The antimension is a rectangular piece of silk or linen fabric bearing either an embroidered or printed icon of the burial of Christ, i.e., it is the image of the Body and Blood of Christ, and is intended to be used for, and is the most important holy object in, the Divine Liturgy. Each corner of the antimension bears an icon of one of the four Evangelists. Near the Body of Christ are images of those who took part in the entombment of our Lord Jesus Christ: the Most Holy Theotokos, the Holy Apostle & Evangelist John the Theologian, the Holy Myrrh-bearing Women, Righteous Joseph of Arimathea, and Nicodemus. The right to consecrate the antimension is reserved to the bishop, and for this reason it is he who signs it and at the same time often indicates the specific church and settlement for which it is intended.

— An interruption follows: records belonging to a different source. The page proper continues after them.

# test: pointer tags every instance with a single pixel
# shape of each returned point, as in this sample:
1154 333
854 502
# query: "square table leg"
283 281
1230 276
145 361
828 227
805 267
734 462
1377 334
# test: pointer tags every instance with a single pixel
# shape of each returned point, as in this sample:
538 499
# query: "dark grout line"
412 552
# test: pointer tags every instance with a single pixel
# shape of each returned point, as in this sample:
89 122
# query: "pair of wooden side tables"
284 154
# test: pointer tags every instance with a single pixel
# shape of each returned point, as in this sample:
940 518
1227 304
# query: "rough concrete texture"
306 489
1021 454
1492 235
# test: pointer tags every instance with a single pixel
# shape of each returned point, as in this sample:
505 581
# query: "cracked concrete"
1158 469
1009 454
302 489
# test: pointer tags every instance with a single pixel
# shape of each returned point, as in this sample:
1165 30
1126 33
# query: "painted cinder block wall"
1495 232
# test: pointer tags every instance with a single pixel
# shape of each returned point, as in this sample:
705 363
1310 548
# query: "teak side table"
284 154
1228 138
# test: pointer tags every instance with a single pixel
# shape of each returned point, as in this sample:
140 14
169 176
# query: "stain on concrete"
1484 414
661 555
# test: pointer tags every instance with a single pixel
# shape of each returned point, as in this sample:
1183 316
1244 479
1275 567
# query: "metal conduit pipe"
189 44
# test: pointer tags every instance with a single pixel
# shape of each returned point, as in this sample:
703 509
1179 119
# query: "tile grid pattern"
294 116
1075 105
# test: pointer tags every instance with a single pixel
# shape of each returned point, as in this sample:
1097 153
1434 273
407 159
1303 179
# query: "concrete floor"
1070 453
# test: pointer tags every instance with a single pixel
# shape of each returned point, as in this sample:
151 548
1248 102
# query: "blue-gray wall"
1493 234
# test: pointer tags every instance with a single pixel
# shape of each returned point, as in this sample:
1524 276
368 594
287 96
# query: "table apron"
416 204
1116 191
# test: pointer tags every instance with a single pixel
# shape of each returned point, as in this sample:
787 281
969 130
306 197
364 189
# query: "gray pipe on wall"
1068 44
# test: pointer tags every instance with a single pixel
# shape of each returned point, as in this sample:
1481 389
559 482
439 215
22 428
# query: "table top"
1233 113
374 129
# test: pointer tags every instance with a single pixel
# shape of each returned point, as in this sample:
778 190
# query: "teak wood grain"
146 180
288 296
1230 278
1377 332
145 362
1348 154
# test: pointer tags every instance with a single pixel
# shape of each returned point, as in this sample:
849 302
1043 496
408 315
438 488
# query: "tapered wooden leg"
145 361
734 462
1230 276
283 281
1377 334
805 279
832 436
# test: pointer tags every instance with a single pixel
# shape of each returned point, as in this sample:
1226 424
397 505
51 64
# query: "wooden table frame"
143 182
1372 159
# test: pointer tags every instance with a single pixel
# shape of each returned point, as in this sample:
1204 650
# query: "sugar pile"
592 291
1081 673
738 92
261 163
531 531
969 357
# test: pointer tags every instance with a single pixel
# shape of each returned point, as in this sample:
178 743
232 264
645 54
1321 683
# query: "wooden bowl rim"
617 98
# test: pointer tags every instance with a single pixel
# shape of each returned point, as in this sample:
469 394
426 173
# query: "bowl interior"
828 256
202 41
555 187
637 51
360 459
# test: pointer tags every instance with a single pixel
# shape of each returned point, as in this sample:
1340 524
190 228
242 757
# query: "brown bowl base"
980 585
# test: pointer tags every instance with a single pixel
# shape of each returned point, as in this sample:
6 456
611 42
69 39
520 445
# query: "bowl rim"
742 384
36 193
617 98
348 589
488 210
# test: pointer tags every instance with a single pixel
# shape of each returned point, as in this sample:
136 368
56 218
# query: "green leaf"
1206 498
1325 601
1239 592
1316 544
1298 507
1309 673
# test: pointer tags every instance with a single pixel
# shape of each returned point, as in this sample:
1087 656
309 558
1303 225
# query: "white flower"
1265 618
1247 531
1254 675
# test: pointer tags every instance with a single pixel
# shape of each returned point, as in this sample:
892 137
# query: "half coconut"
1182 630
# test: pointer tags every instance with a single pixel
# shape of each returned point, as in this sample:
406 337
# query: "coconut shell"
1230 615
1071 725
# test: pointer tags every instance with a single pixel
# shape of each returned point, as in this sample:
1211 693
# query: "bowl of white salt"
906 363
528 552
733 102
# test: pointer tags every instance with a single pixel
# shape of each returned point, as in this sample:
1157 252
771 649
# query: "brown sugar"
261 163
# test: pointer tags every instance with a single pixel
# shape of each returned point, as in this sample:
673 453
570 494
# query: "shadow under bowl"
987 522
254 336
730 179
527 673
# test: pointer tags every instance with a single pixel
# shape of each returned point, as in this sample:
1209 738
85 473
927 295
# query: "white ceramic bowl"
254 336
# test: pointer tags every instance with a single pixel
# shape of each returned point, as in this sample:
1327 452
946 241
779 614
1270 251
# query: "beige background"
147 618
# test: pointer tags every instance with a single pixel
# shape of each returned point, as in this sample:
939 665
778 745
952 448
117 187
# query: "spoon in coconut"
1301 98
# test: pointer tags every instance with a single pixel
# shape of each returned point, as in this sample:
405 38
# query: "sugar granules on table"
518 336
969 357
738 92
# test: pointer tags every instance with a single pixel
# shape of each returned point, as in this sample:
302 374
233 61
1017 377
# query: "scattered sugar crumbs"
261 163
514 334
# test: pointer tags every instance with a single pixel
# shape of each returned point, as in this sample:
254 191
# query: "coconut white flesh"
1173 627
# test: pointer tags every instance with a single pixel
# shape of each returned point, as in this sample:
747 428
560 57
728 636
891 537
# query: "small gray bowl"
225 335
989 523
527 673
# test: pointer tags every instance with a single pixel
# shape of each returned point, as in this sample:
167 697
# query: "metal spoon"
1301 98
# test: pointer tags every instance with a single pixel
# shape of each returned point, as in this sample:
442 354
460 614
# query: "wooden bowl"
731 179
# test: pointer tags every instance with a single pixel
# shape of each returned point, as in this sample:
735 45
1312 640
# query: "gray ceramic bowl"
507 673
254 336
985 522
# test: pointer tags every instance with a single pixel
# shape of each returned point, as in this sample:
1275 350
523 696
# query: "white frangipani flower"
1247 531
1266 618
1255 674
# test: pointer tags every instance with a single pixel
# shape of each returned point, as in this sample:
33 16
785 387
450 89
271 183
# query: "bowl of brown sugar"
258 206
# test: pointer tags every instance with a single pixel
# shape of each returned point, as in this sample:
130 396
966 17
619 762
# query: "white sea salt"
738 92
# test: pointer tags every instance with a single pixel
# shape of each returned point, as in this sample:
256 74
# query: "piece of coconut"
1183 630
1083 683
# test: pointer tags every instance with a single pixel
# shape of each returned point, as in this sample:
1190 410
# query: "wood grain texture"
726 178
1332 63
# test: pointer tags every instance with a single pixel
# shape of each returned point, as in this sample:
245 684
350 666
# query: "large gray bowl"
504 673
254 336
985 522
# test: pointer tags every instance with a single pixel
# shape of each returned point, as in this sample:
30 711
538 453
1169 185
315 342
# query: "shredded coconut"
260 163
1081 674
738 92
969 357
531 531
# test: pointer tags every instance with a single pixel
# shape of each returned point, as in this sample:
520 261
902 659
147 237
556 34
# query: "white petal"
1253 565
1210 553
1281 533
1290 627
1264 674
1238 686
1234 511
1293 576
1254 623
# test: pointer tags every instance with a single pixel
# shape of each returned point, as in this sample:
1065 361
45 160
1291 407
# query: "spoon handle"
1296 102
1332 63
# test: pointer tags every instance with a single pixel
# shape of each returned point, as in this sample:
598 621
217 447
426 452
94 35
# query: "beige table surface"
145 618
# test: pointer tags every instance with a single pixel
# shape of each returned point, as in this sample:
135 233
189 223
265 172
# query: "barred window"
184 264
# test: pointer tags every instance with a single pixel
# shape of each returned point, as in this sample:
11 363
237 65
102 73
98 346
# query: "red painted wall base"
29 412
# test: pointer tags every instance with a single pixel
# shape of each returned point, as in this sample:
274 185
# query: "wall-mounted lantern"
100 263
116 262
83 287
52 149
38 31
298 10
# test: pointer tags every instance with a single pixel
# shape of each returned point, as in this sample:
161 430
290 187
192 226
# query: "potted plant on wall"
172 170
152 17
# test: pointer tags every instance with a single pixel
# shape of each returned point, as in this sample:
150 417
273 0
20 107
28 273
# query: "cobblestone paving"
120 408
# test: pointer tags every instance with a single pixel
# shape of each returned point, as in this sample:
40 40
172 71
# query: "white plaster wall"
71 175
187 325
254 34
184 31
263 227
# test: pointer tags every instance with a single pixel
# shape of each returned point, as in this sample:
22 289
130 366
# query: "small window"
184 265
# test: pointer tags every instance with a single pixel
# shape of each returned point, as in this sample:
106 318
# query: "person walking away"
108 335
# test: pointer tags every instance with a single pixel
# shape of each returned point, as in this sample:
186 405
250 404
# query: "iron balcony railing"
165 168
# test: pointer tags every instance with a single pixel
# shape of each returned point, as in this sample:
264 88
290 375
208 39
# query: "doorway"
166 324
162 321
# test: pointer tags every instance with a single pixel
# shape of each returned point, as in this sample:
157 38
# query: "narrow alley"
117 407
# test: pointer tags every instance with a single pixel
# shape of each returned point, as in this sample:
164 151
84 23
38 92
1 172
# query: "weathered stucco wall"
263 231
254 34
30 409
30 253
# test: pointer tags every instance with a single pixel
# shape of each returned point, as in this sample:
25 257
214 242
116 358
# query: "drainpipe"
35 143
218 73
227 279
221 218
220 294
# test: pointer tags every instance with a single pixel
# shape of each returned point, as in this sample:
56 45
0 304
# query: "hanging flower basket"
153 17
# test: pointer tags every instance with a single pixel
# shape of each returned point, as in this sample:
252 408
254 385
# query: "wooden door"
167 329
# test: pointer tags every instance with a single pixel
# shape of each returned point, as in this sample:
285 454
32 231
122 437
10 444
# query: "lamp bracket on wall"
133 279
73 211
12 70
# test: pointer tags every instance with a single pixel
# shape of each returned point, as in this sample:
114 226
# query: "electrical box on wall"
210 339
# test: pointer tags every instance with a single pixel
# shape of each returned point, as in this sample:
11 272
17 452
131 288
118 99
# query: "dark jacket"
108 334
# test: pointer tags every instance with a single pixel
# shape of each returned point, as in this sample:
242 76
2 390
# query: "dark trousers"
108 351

At a specific moment in the Liturgy (during the Augmented Litany that follows the reading of the Holy Gospel, at the petition in which the Patriarch, Primate of the Church, and the ruling bishop are commemorated), the antimension is partially unfolded, with only its upper part remaining hidden from sight. It is fully opened during the petition "…that He will reveal unto them the Gospel of righteousness…" in the Litany for the Catechumens, immediately preceding the Cherubic Hymn. During the Liturgy of the Faithful and its principal part, the Eucharistic Canon, the antimension lies open; actually, the Great Mystery of the Eucharist takes place upon it. The antimension is folded up again before the end of the Divine Liturgy, when, on behalf of all of the faithful, the priest thanks the Lord of All for enabling people to commune of Christ’s Holy Mysteries. Just as at the beginning of the Liturgy, so at its conclusion, the priest blesses the antimension cruciformly with the Holy Gospel; he then places the Gospel atop the folded eileton containing the folded antimension. It constantly rests upon the antimension when the Divine Liturgy is not being served. The red color of the eileton, of course, symbolizes the Blood of Christ, which was spilled for us. The Greek term eileton refers to a napkin or wrapper, which symbolizes the sudarion, the napkin wrapped about the head of the Savior at His entombment.
The word antimension is of Greek and Latin origin. The Greek prefix "anti" means "instead of" while the Latin "mensa" means "table." Thus, the word antimension means "instead of the table," and refers to its historical function in church services. The use of an antimension in the serving of the Divine Liturgy is a very ancient tradition, dating back to the early centuries of the Christian era. In the Roman Empire, often church communities headed by a bishop or priest found it impossible to build churches. Christians were forced to serve in secret, in the catacombs, and to move from place to place in order to survive in an aggressively pagan milieu. During times of persecution in the early centuries, the antimension would be laid out (or, if made of fabric, smoothed out) atop the graves of martyrs, where the Liturgy would often be served. This was the origin of the later tradition of sewing relics of martyrs, and later, of other saints, into the antimension.
The use of antimensia in divine services also has an aspect of church discipline. The antimension is consecrated by a ruling bishop, duly appointed to a given diocese, who signs it and grants it to a priest for conducting divine services in an established parish. Thus it is a symbol of Apostolic Succession and a confirmation that the clergyman is under a canonical Church hierarchy.
The antimension is one of the principal holy items in an Orthodox church. It is constantly on the altar table.